Theresa O’Neill is Director of Science, Technology, Engineering and Math (STEM) in Hanover, MA where they are getting ready to move into a new high school.  She was referred to Dr. Peavey from a colleague.  “The minute Dwight came in we felt we were in professional expert hands,” says O’Neill. “He immediately created a sense of partnership.   His team was here for three full days during vacation.  They identified and consolidated the chemicals.  They set up an excel spreadsheet that we all use to see what we have.  Thanks to Dwight’s personal touch, we all now share a sense of responsibility for the system.  And he has been back a couple of times to talk to staff about cleaning chemicals, toxic waste and health. ” 
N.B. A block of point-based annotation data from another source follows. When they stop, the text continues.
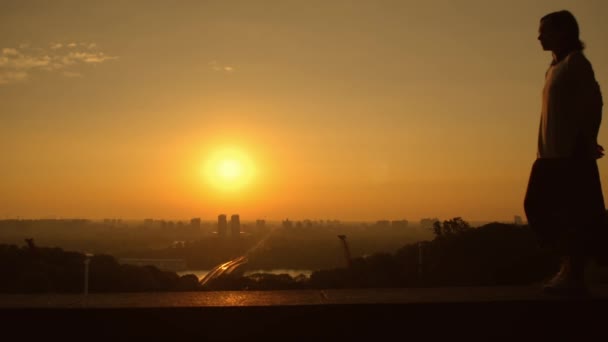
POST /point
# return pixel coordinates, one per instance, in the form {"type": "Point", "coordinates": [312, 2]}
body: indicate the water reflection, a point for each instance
{"type": "Point", "coordinates": [200, 274]}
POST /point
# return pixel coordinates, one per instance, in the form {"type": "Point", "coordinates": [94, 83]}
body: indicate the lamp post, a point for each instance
{"type": "Point", "coordinates": [87, 261]}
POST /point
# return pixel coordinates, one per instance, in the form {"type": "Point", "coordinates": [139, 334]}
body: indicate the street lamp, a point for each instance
{"type": "Point", "coordinates": [87, 261]}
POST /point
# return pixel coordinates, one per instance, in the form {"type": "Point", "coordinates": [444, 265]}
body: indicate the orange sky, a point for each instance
{"type": "Point", "coordinates": [345, 110]}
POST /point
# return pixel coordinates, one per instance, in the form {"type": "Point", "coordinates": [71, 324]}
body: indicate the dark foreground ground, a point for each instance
{"type": "Point", "coordinates": [485, 313]}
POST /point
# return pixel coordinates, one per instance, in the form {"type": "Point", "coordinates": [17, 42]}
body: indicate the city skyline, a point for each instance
{"type": "Point", "coordinates": [346, 110]}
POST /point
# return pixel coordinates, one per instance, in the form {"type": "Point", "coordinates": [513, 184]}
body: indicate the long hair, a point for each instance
{"type": "Point", "coordinates": [565, 22]}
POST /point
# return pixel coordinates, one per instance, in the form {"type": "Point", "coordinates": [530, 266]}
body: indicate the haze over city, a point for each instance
{"type": "Point", "coordinates": [302, 109]}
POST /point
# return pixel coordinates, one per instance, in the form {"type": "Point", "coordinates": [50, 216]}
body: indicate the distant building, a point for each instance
{"type": "Point", "coordinates": [195, 223]}
{"type": "Point", "coordinates": [427, 223]}
{"type": "Point", "coordinates": [287, 224]}
{"type": "Point", "coordinates": [260, 226]}
{"type": "Point", "coordinates": [222, 225]}
{"type": "Point", "coordinates": [399, 224]}
{"type": "Point", "coordinates": [518, 221]}
{"type": "Point", "coordinates": [235, 225]}
{"type": "Point", "coordinates": [383, 223]}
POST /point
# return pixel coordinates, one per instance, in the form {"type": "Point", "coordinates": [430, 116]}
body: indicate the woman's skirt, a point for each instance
{"type": "Point", "coordinates": [564, 201]}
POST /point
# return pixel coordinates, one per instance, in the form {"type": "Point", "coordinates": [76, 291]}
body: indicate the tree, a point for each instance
{"type": "Point", "coordinates": [450, 227]}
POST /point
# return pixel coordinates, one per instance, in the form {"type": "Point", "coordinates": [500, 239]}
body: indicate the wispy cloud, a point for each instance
{"type": "Point", "coordinates": [19, 64]}
{"type": "Point", "coordinates": [215, 66]}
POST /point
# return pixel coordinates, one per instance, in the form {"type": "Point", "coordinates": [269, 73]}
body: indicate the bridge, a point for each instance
{"type": "Point", "coordinates": [471, 313]}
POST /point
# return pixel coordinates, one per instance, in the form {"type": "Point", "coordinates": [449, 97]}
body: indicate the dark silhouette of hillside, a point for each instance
{"type": "Point", "coordinates": [33, 269]}
{"type": "Point", "coordinates": [495, 254]}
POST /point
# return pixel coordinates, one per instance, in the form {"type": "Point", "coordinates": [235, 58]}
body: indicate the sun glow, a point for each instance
{"type": "Point", "coordinates": [229, 169]}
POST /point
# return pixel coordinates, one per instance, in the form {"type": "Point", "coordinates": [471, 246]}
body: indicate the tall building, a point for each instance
{"type": "Point", "coordinates": [260, 226]}
{"type": "Point", "coordinates": [195, 223]}
{"type": "Point", "coordinates": [518, 221]}
{"type": "Point", "coordinates": [235, 225]}
{"type": "Point", "coordinates": [222, 225]}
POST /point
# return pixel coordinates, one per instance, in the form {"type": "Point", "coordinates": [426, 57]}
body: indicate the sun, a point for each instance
{"type": "Point", "coordinates": [229, 169]}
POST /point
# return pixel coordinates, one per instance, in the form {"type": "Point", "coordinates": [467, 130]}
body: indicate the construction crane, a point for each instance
{"type": "Point", "coordinates": [346, 250]}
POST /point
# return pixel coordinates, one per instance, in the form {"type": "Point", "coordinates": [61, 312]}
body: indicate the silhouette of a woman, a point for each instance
{"type": "Point", "coordinates": [564, 202]}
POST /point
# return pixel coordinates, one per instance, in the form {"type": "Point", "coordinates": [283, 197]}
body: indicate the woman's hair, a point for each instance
{"type": "Point", "coordinates": [565, 22]}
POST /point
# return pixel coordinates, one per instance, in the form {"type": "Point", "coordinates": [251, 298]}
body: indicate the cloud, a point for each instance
{"type": "Point", "coordinates": [17, 65]}
{"type": "Point", "coordinates": [72, 74]}
{"type": "Point", "coordinates": [12, 77]}
{"type": "Point", "coordinates": [10, 52]}
{"type": "Point", "coordinates": [215, 66]}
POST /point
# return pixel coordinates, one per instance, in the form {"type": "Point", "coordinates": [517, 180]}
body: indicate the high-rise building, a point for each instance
{"type": "Point", "coordinates": [222, 225]}
{"type": "Point", "coordinates": [517, 220]}
{"type": "Point", "coordinates": [195, 223]}
{"type": "Point", "coordinates": [399, 224]}
{"type": "Point", "coordinates": [235, 225]}
{"type": "Point", "coordinates": [260, 226]}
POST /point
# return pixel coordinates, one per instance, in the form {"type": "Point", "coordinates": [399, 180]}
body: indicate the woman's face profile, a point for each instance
{"type": "Point", "coordinates": [549, 39]}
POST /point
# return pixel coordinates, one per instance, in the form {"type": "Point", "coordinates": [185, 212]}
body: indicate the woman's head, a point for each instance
{"type": "Point", "coordinates": [559, 31]}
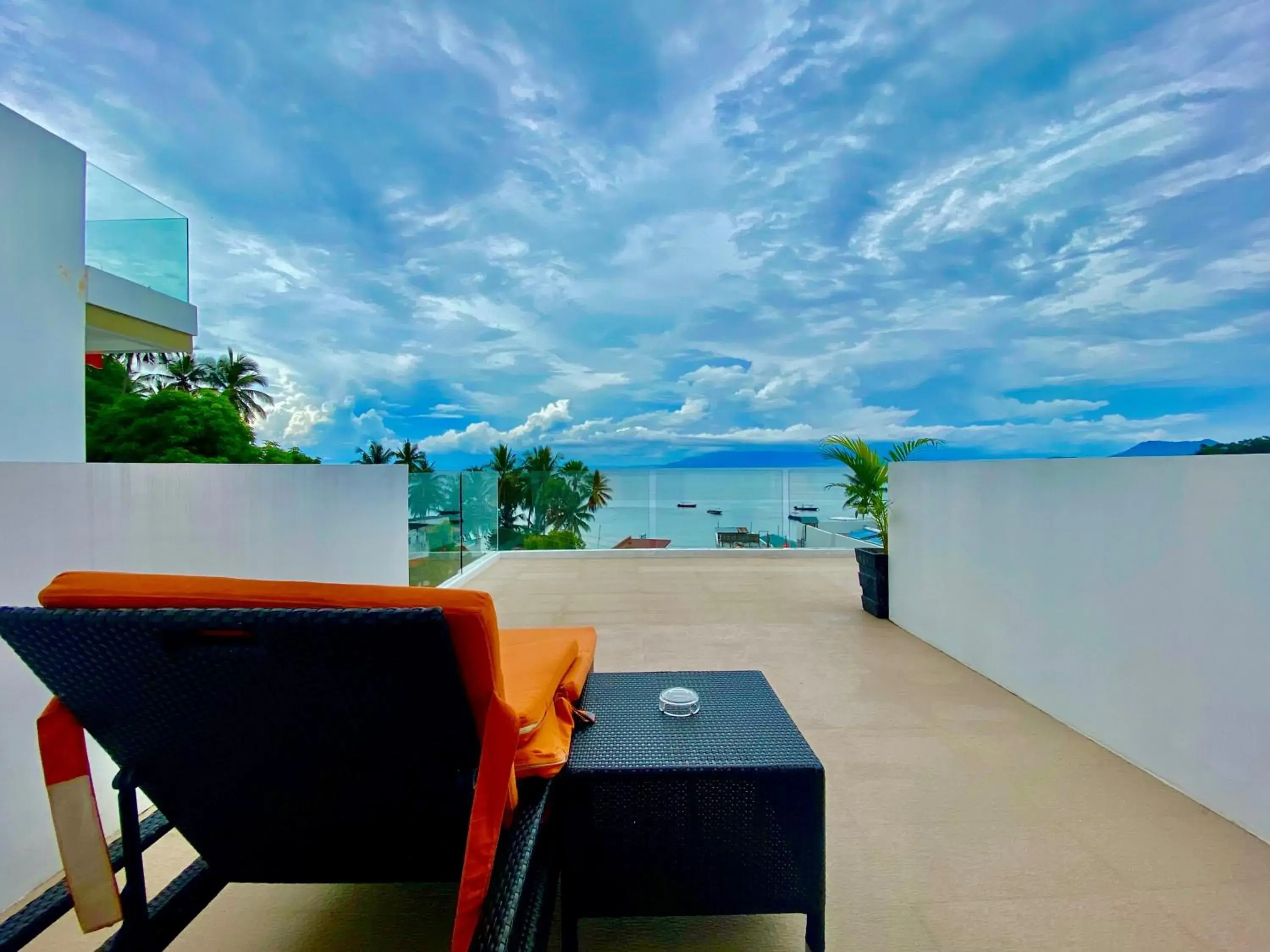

Robert Czerwinski, Acting Fire Chief in Pittsfield, Massachusetts, encourages schools not to be afraid of asking for help.  “Welcome Peavey’s team in with open arms.  They are here to help.  In a time when budgets are shirking, this is one program that brings benefits four-fold to the community.  The state doesn’t have the program or the resources.  If you had to call in a Hazardous Waste Contractor it would cost hundreds of thousands of dollars.”(Read more below.)
Dwight Peavey, Teacher and Green Chemistry Ambassador

Peavey is also a Visiting Scholar in Chemistry at Brandeis University. He teaches two courses on Green Chemistry and Sustainability,  “Solving Environmental Challenges: The Role of Chemistry” and “Understanding the Chemistry of Sustainability.”  Dr. Peavey says he especially likes to teach principles of toxicology to non-science majors because they are the administrators and purchasing agents who will be the future decision makers in schools, organizations and communities.

His recent presentations include “Moving Schools to Safe, Green and Sustainable Solutions” at the New England Green Chemistry Networking Forum, December 2010 and “Breaking the toxic addiction: Moving schools to sustainable, green chemistry” at the 2010 American Chemical Society 14th Annual Green Chemistry and Engineering Conference.  Listen to this entertaining presentation online and see photos of school conditions: Click here.

What would bring safer science to more schools?  

Dr. Peavey Dwight would like to see school accreditation require a chemical management plan and a “gatekeeper” who is personally accountable for safety in every school.